Government

(Canada)


Bob Stenhouse

He joined the force in 1982, became staff sergeant while still only in his 30s, a significant achievement; he garnered performance reviews that characterized him as “outstanding” or “exceptional” of leadership caliber. Stenhouse was one of the Mounties’ top undercover specialists in Western Canada. In the spring of 1999, Stenhouse sent a package of Royal Canadian Mounted Police (RCMP) policy documents to Toronto journalist Yves Lavigne. The package included letters from fellow officers criticizing the force’s way of handling investigations into motorcycle gangs, which at that point was considered the RCMP’s No. 1 law-enforcement priority. One was a memo Stenhouse himself had written, arguing for more coherent, targeted investigations into suspected gangs—instead of the turf-based system that divided the force into intelligence gatherers and criminal investigators. (And further divided the drug squad into units based on commodities such as illicit drugs, with the result that cops were chasing after small-timers with drugs in their possession rather than focusing on the kingpins.) The more contentious part of the package marked “confidential” and “for police eyes only” included memos and minutes of the national strategy committee meetings to combat outlaw motorcycle gangs, the Canadian Association of Chiefs of Police policy-making group.

He felt Lavigne would use the documents as background to understand the frustrations of frontline officers. “It never crossed my mind he would publish them the way he did,” says Stenhouse. When the memos hit the fan, Mountie honor forced him to ’fess up. Within hours of Lavigne’s book Hells Angels at War hitting the stands in October 1999, Stenhouse sent e-mails to superiors and fellow officers outlining what he had done. “I didn’t want someone else taking the blame for this,” he says. The Internal rumor mill was already pinning the rap on someone else. Close colleagues were shocked. So were his superiors. There may be consequences, they told him, but in the meantime, continue. In this instance, oddly enough, that meant going forward as a candidate for management ranks.

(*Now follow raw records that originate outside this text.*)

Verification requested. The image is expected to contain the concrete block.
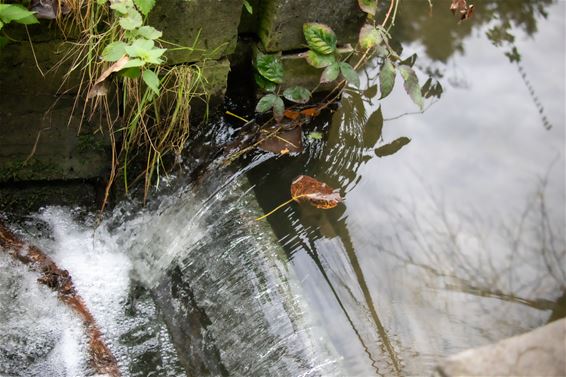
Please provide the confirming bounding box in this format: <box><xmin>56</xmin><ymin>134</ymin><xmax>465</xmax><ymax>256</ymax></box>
<box><xmin>435</xmin><ymin>319</ymin><xmax>566</xmax><ymax>377</ymax></box>
<box><xmin>149</xmin><ymin>0</ymin><xmax>243</xmax><ymax>64</ymax></box>
<box><xmin>0</xmin><ymin>40</ymin><xmax>111</xmax><ymax>182</ymax></box>
<box><xmin>258</xmin><ymin>0</ymin><xmax>366</xmax><ymax>52</ymax></box>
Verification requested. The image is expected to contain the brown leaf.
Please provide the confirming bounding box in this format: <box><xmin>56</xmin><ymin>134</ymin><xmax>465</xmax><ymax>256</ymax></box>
<box><xmin>284</xmin><ymin>109</ymin><xmax>301</xmax><ymax>120</ymax></box>
<box><xmin>258</xmin><ymin>126</ymin><xmax>303</xmax><ymax>154</ymax></box>
<box><xmin>87</xmin><ymin>55</ymin><xmax>129</xmax><ymax>98</ymax></box>
<box><xmin>450</xmin><ymin>0</ymin><xmax>474</xmax><ymax>21</ymax></box>
<box><xmin>291</xmin><ymin>175</ymin><xmax>341</xmax><ymax>209</ymax></box>
<box><xmin>300</xmin><ymin>107</ymin><xmax>321</xmax><ymax>117</ymax></box>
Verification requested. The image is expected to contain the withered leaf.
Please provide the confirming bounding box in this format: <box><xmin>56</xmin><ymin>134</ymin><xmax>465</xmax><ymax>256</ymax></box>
<box><xmin>259</xmin><ymin>126</ymin><xmax>303</xmax><ymax>154</ymax></box>
<box><xmin>450</xmin><ymin>0</ymin><xmax>474</xmax><ymax>21</ymax></box>
<box><xmin>291</xmin><ymin>175</ymin><xmax>341</xmax><ymax>209</ymax></box>
<box><xmin>87</xmin><ymin>55</ymin><xmax>129</xmax><ymax>98</ymax></box>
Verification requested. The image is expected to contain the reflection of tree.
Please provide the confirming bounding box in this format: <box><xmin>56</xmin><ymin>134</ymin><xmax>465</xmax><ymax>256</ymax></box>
<box><xmin>377</xmin><ymin>172</ymin><xmax>565</xmax><ymax>322</ymax></box>
<box><xmin>393</xmin><ymin>0</ymin><xmax>554</xmax><ymax>63</ymax></box>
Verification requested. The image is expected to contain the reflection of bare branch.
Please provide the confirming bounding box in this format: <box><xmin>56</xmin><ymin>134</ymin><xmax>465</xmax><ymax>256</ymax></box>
<box><xmin>378</xmin><ymin>170</ymin><xmax>565</xmax><ymax>313</ymax></box>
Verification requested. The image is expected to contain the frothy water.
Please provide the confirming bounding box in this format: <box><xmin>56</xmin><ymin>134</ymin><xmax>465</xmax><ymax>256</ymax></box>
<box><xmin>0</xmin><ymin>171</ymin><xmax>340</xmax><ymax>376</ymax></box>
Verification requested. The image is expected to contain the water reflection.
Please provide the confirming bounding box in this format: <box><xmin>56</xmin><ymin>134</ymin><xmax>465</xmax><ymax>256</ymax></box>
<box><xmin>248</xmin><ymin>0</ymin><xmax>565</xmax><ymax>375</ymax></box>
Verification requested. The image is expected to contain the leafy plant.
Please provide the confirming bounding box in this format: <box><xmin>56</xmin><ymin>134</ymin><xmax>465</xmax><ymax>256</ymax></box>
<box><xmin>0</xmin><ymin>4</ymin><xmax>38</xmax><ymax>47</ymax></box>
<box><xmin>254</xmin><ymin>52</ymin><xmax>311</xmax><ymax>121</ymax></box>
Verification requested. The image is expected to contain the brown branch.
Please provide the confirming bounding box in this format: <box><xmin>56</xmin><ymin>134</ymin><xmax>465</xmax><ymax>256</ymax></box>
<box><xmin>0</xmin><ymin>221</ymin><xmax>121</xmax><ymax>377</ymax></box>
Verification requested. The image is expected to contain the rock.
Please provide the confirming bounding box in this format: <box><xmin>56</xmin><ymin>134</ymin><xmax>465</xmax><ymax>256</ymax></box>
<box><xmin>148</xmin><ymin>0</ymin><xmax>243</xmax><ymax>64</ymax></box>
<box><xmin>257</xmin><ymin>0</ymin><xmax>366</xmax><ymax>52</ymax></box>
<box><xmin>435</xmin><ymin>318</ymin><xmax>566</xmax><ymax>377</ymax></box>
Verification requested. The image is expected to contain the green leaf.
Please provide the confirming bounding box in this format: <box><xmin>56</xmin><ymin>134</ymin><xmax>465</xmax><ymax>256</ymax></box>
<box><xmin>320</xmin><ymin>62</ymin><xmax>340</xmax><ymax>83</ymax></box>
<box><xmin>0</xmin><ymin>4</ymin><xmax>38</xmax><ymax>25</ymax></box>
<box><xmin>110</xmin><ymin>2</ymin><xmax>129</xmax><ymax>14</ymax></box>
<box><xmin>123</xmin><ymin>58</ymin><xmax>145</xmax><ymax>68</ymax></box>
<box><xmin>364</xmin><ymin>84</ymin><xmax>378</xmax><ymax>98</ymax></box>
<box><xmin>379</xmin><ymin>59</ymin><xmax>396</xmax><ymax>99</ymax></box>
<box><xmin>255</xmin><ymin>94</ymin><xmax>277</xmax><ymax>113</ymax></box>
<box><xmin>308</xmin><ymin>132</ymin><xmax>323</xmax><ymax>140</ymax></box>
<box><xmin>375</xmin><ymin>137</ymin><xmax>411</xmax><ymax>157</ymax></box>
<box><xmin>358</xmin><ymin>0</ymin><xmax>377</xmax><ymax>15</ymax></box>
<box><xmin>363</xmin><ymin>106</ymin><xmax>383</xmax><ymax>148</ymax></box>
<box><xmin>136</xmin><ymin>25</ymin><xmax>162</xmax><ymax>40</ymax></box>
<box><xmin>119</xmin><ymin>8</ymin><xmax>143</xmax><ymax>30</ymax></box>
<box><xmin>133</xmin><ymin>0</ymin><xmax>155</xmax><ymax>16</ymax></box>
<box><xmin>256</xmin><ymin>53</ymin><xmax>284</xmax><ymax>84</ymax></box>
<box><xmin>243</xmin><ymin>0</ymin><xmax>253</xmax><ymax>14</ymax></box>
<box><xmin>339</xmin><ymin>62</ymin><xmax>360</xmax><ymax>87</ymax></box>
<box><xmin>303</xmin><ymin>23</ymin><xmax>336</xmax><ymax>55</ymax></box>
<box><xmin>102</xmin><ymin>41</ymin><xmax>128</xmax><ymax>62</ymax></box>
<box><xmin>254</xmin><ymin>73</ymin><xmax>277</xmax><ymax>92</ymax></box>
<box><xmin>359</xmin><ymin>24</ymin><xmax>382</xmax><ymax>50</ymax></box>
<box><xmin>398</xmin><ymin>65</ymin><xmax>424</xmax><ymax>109</ymax></box>
<box><xmin>283</xmin><ymin>86</ymin><xmax>311</xmax><ymax>104</ymax></box>
<box><xmin>142</xmin><ymin>69</ymin><xmax>160</xmax><ymax>95</ymax></box>
<box><xmin>120</xmin><ymin>67</ymin><xmax>141</xmax><ymax>78</ymax></box>
<box><xmin>272</xmin><ymin>96</ymin><xmax>285</xmax><ymax>121</ymax></box>
<box><xmin>125</xmin><ymin>38</ymin><xmax>154</xmax><ymax>56</ymax></box>
<box><xmin>305</xmin><ymin>50</ymin><xmax>335</xmax><ymax>68</ymax></box>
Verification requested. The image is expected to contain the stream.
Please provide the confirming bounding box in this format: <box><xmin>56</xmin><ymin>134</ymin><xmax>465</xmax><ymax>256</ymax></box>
<box><xmin>1</xmin><ymin>1</ymin><xmax>565</xmax><ymax>376</ymax></box>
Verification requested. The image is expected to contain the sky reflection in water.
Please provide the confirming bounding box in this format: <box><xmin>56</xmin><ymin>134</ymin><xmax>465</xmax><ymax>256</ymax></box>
<box><xmin>249</xmin><ymin>1</ymin><xmax>565</xmax><ymax>375</ymax></box>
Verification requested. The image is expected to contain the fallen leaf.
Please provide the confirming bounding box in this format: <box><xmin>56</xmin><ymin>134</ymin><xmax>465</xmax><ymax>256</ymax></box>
<box><xmin>375</xmin><ymin>137</ymin><xmax>411</xmax><ymax>157</ymax></box>
<box><xmin>258</xmin><ymin>126</ymin><xmax>303</xmax><ymax>154</ymax></box>
<box><xmin>280</xmin><ymin>148</ymin><xmax>289</xmax><ymax>155</ymax></box>
<box><xmin>291</xmin><ymin>175</ymin><xmax>341</xmax><ymax>209</ymax></box>
<box><xmin>87</xmin><ymin>55</ymin><xmax>129</xmax><ymax>98</ymax></box>
<box><xmin>300</xmin><ymin>107</ymin><xmax>321</xmax><ymax>117</ymax></box>
<box><xmin>450</xmin><ymin>0</ymin><xmax>474</xmax><ymax>21</ymax></box>
<box><xmin>284</xmin><ymin>109</ymin><xmax>301</xmax><ymax>120</ymax></box>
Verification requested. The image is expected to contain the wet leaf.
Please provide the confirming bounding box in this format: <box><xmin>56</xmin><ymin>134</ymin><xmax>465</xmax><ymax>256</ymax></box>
<box><xmin>375</xmin><ymin>137</ymin><xmax>411</xmax><ymax>157</ymax></box>
<box><xmin>284</xmin><ymin>109</ymin><xmax>301</xmax><ymax>120</ymax></box>
<box><xmin>291</xmin><ymin>175</ymin><xmax>341</xmax><ymax>209</ymax></box>
<box><xmin>340</xmin><ymin>62</ymin><xmax>360</xmax><ymax>87</ymax></box>
<box><xmin>303</xmin><ymin>23</ymin><xmax>337</xmax><ymax>55</ymax></box>
<box><xmin>305</xmin><ymin>50</ymin><xmax>336</xmax><ymax>68</ymax></box>
<box><xmin>320</xmin><ymin>62</ymin><xmax>340</xmax><ymax>83</ymax></box>
<box><xmin>254</xmin><ymin>73</ymin><xmax>277</xmax><ymax>92</ymax></box>
<box><xmin>133</xmin><ymin>0</ymin><xmax>155</xmax><ymax>16</ymax></box>
<box><xmin>255</xmin><ymin>94</ymin><xmax>277</xmax><ymax>113</ymax></box>
<box><xmin>259</xmin><ymin>126</ymin><xmax>303</xmax><ymax>154</ymax></box>
<box><xmin>358</xmin><ymin>0</ymin><xmax>377</xmax><ymax>15</ymax></box>
<box><xmin>142</xmin><ymin>69</ymin><xmax>159</xmax><ymax>95</ymax></box>
<box><xmin>379</xmin><ymin>59</ymin><xmax>396</xmax><ymax>99</ymax></box>
<box><xmin>88</xmin><ymin>55</ymin><xmax>130</xmax><ymax>98</ymax></box>
<box><xmin>102</xmin><ymin>41</ymin><xmax>128</xmax><ymax>62</ymax></box>
<box><xmin>256</xmin><ymin>53</ymin><xmax>284</xmax><ymax>84</ymax></box>
<box><xmin>363</xmin><ymin>106</ymin><xmax>383</xmax><ymax>148</ymax></box>
<box><xmin>450</xmin><ymin>0</ymin><xmax>474</xmax><ymax>21</ymax></box>
<box><xmin>398</xmin><ymin>65</ymin><xmax>424</xmax><ymax>109</ymax></box>
<box><xmin>273</xmin><ymin>96</ymin><xmax>285</xmax><ymax>121</ymax></box>
<box><xmin>283</xmin><ymin>86</ymin><xmax>311</xmax><ymax>104</ymax></box>
<box><xmin>359</xmin><ymin>24</ymin><xmax>382</xmax><ymax>49</ymax></box>
<box><xmin>300</xmin><ymin>107</ymin><xmax>320</xmax><ymax>117</ymax></box>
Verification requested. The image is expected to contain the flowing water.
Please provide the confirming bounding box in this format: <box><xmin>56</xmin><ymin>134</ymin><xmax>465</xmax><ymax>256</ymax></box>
<box><xmin>1</xmin><ymin>1</ymin><xmax>565</xmax><ymax>376</ymax></box>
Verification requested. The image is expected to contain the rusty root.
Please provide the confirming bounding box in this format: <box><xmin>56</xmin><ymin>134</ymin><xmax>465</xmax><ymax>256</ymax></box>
<box><xmin>0</xmin><ymin>221</ymin><xmax>121</xmax><ymax>377</ymax></box>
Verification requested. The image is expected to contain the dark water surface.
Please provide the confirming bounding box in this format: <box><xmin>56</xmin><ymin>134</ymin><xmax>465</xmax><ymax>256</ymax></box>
<box><xmin>248</xmin><ymin>1</ymin><xmax>565</xmax><ymax>375</ymax></box>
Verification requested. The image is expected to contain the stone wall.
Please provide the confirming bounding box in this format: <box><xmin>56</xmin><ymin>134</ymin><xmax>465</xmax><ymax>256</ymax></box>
<box><xmin>0</xmin><ymin>0</ymin><xmax>365</xmax><ymax>187</ymax></box>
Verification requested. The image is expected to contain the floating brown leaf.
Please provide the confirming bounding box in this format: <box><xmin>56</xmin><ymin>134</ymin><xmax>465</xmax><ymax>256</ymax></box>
<box><xmin>258</xmin><ymin>126</ymin><xmax>303</xmax><ymax>154</ymax></box>
<box><xmin>291</xmin><ymin>175</ymin><xmax>341</xmax><ymax>209</ymax></box>
<box><xmin>87</xmin><ymin>55</ymin><xmax>129</xmax><ymax>98</ymax></box>
<box><xmin>450</xmin><ymin>0</ymin><xmax>474</xmax><ymax>21</ymax></box>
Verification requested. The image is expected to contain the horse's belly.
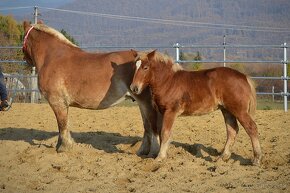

Then, three months later, everything suddenly changed. Stenhouse was suspended from duty. That is still his status two years later. The RCMP has tried (and failed) twice to suspend him without pay—an extremely rare initiative. They also wanted to charge him with a criminal offense, only to tell the Alberta justice department there were no grounds. And earlier this spring, the force held a disciplinary hearing in Edmonton, one that went on for ten days over seven weeks, heard from almost 25 witnesses, and in the end—in very harsh and uncompromising terms—ordered Bob Stenhouse dismissed, an order he is appealing more for reasons of honor than anything else.